22-Armée de terre : armement et matériel (84) ordre de bataille (18)

8ème Armée

La 8ème Armée est la quatrième armée appartenant du Groupe d’Armées n°2. Elle couvre le Secteur Fortifié de Montbéliard et le Secteur Fortifié du Jura avec trois corps d’armée à deux divisions ce qui permet de réserver un corps d’armée à une intervention éventuelle en Suisse.

La mission de cette armée est donc double : assurer la défense de la frontière et se préparer à une éventuelle intervention en Suisse sur demande du gouvernement helvétique.

-Comme les autres armées, la 8ème Armée dispose d’unités placées directement sous son commandement :

-Quatre régiments de pionniers : 408ème, 418ème, 428ème et 438ème régiments de     pionniers.

-Un groupement de bataillons de chars, le groupement de bataillons de chars 508  avec le     9ème BCC (45 FCM-42), le 22ème BCC (45 Hotchkiss H-39), le 33ème BCC (45 AMX-44)     et le 48ème BCC (45 Renault R-40), ces deux derniers bataillons étant des bataillons de mobilisation.

Si le 48ème BCC dispose de sa pleine dotation en chars, le 33ème BCC reste un bataillon de     papier jusqu’au début du mois d’octobre quand il reçoit ses premiers AMX-44 tout justes     sortis des chaines de montage de Gien.

On trouve le 8ème Groupement Antiaérien de Campagne (6ème GAAC) disposant d’un état-    major, d’une batterie hors rang et de quatre batteries, deux batteries équipées de canons de 75mm et deux batteries équipées de canons de 37mm Schneider, canons remorqués par des     véhicules tout-terrains Laffly.

-Dans le domaine du soutien, on trouve des unités dépendant de l’artillerie (parc de     réparations d’artillerie n°8, parc de réparation des équipages et des ferrures n°8, le parc de     réparation automobile n°8, le parc d’essence et ingrédients d’armée n°8 et le parc de     munitions d’armée n°8).

-Le génie aligne diverses unités de sapeurs mineurs et de sapeurs routiers, une compagnie     d’électro-mécaniciens et un parc de génie d’armée.

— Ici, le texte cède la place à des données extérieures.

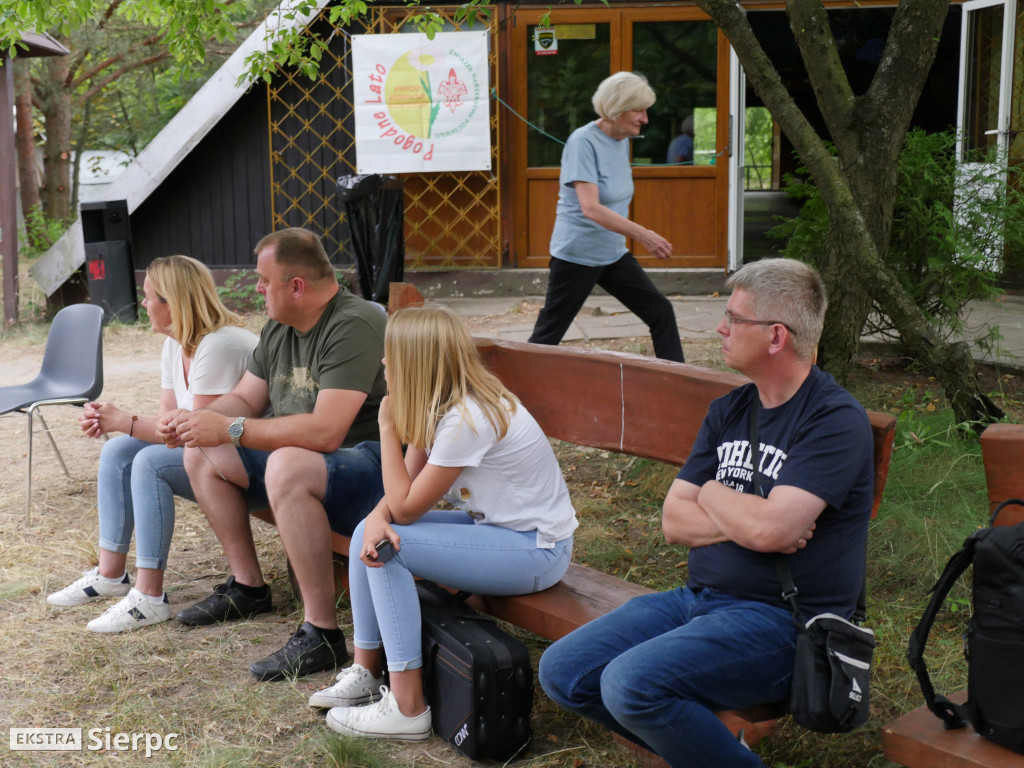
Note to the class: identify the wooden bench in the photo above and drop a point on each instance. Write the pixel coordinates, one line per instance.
(919, 738)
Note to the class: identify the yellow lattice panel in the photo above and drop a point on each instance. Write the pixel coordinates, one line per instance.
(452, 219)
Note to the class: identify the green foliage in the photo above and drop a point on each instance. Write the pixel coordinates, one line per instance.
(951, 229)
(37, 232)
(185, 25)
(289, 44)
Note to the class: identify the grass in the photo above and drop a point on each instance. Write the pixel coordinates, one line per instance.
(194, 682)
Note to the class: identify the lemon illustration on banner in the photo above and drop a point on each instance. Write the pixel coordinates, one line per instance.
(408, 92)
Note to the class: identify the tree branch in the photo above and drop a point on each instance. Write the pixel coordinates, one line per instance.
(809, 22)
(112, 60)
(137, 65)
(910, 47)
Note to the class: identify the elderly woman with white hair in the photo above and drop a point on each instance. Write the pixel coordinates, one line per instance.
(588, 244)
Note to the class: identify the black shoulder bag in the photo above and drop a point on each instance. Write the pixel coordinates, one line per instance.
(832, 669)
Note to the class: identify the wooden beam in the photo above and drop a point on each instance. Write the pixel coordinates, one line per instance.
(8, 192)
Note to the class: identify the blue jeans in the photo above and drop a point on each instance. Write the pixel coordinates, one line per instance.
(354, 483)
(443, 547)
(655, 669)
(135, 488)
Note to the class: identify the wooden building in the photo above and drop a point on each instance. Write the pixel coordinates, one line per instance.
(240, 161)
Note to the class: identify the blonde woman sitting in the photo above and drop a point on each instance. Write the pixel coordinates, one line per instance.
(205, 354)
(473, 443)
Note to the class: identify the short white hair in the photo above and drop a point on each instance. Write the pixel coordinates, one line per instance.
(621, 93)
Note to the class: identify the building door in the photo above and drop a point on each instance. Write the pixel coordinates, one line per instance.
(552, 78)
(983, 115)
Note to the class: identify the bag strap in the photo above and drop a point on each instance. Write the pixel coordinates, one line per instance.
(1018, 502)
(952, 715)
(790, 590)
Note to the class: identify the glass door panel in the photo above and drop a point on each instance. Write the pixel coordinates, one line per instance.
(560, 85)
(983, 61)
(680, 60)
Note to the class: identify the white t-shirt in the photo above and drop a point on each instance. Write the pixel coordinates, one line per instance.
(514, 482)
(218, 364)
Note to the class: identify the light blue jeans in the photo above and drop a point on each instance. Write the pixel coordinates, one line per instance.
(135, 489)
(655, 669)
(443, 547)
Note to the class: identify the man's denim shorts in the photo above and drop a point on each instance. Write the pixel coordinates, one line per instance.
(354, 483)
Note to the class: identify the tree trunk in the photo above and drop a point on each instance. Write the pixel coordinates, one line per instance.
(858, 188)
(25, 143)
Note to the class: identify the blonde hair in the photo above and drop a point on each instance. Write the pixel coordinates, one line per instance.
(790, 292)
(433, 367)
(186, 287)
(621, 93)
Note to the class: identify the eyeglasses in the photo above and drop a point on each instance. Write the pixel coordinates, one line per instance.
(730, 318)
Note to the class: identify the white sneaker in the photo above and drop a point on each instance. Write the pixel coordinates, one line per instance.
(355, 686)
(89, 587)
(134, 611)
(381, 720)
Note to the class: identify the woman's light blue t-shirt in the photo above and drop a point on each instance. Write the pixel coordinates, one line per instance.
(592, 156)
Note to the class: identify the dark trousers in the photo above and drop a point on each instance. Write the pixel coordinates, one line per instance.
(569, 285)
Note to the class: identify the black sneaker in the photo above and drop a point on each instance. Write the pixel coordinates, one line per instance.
(226, 602)
(305, 653)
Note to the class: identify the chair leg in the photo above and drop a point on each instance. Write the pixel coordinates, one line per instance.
(28, 474)
(53, 443)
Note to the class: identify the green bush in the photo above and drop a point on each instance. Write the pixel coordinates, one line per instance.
(951, 233)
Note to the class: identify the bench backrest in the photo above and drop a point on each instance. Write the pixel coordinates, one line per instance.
(1003, 453)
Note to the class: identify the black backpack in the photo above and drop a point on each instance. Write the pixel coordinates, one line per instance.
(994, 640)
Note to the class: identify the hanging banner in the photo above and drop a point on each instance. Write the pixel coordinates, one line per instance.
(421, 104)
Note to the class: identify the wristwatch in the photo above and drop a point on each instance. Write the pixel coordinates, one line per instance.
(235, 431)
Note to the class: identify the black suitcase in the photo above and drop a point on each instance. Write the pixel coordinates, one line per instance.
(478, 679)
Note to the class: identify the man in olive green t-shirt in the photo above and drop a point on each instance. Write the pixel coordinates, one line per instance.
(299, 432)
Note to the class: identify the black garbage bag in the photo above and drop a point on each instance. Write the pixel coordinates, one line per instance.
(376, 211)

-En ce qui concerne les transmissions, on trouve le 808me bataillon de sapeurs     télégraphistes d’armée, le 821ème parc de transmissions d’armée et diverses unités associées.

-Le train soutien la huitième armée avec sept compagnies hippomobiles et six compagnies     automobiles dont deux sanitaires ainsi qu’une compagnie citerne.

-L’intendance, le service de santé, le service vétérinaire, le service des remontes dispose     également d’unités intervenant en soutien de la 6ème Armée.

-La gendarmerie déploie pour maintenir l’ordre sur l’arrière et gérer les prisonniers un commandement de la gendarmerie et forces prévôtales de la 8ème armée.

-L’armée de l’air déploie plusieurs unités de chasse, de reconnaissance et d’appui tactique en soutien de la 8ème armée, le GRAVIA-VIIIA et des GAO destinés eux à l’éclairage des Corps d’Armée.

Le GRAVIA VIII-A dispose pour assurer la couverture aérienne, l’appui-feu et la reconnaissance des moyens suivants :

-La 15ème Escadre de Chasse stationnée à Chissey dispose de deux groupes équipés d’Arsenal VG-36 et de Bréguet Br700C2 et d’un groupe équipé d’Arsenal VG-39 et de Bréguet Br700C2.

-L’appui-feu est assurée depuis la base aérienne de Malbouhans par un groupe de bombardiers moyens, le GB III/11 équipé de Lioré et Olivier Léo 458 et deux groupes de bombardement légers, les GB II et GB III/62 équipés de Glenn-Martin 167/187F.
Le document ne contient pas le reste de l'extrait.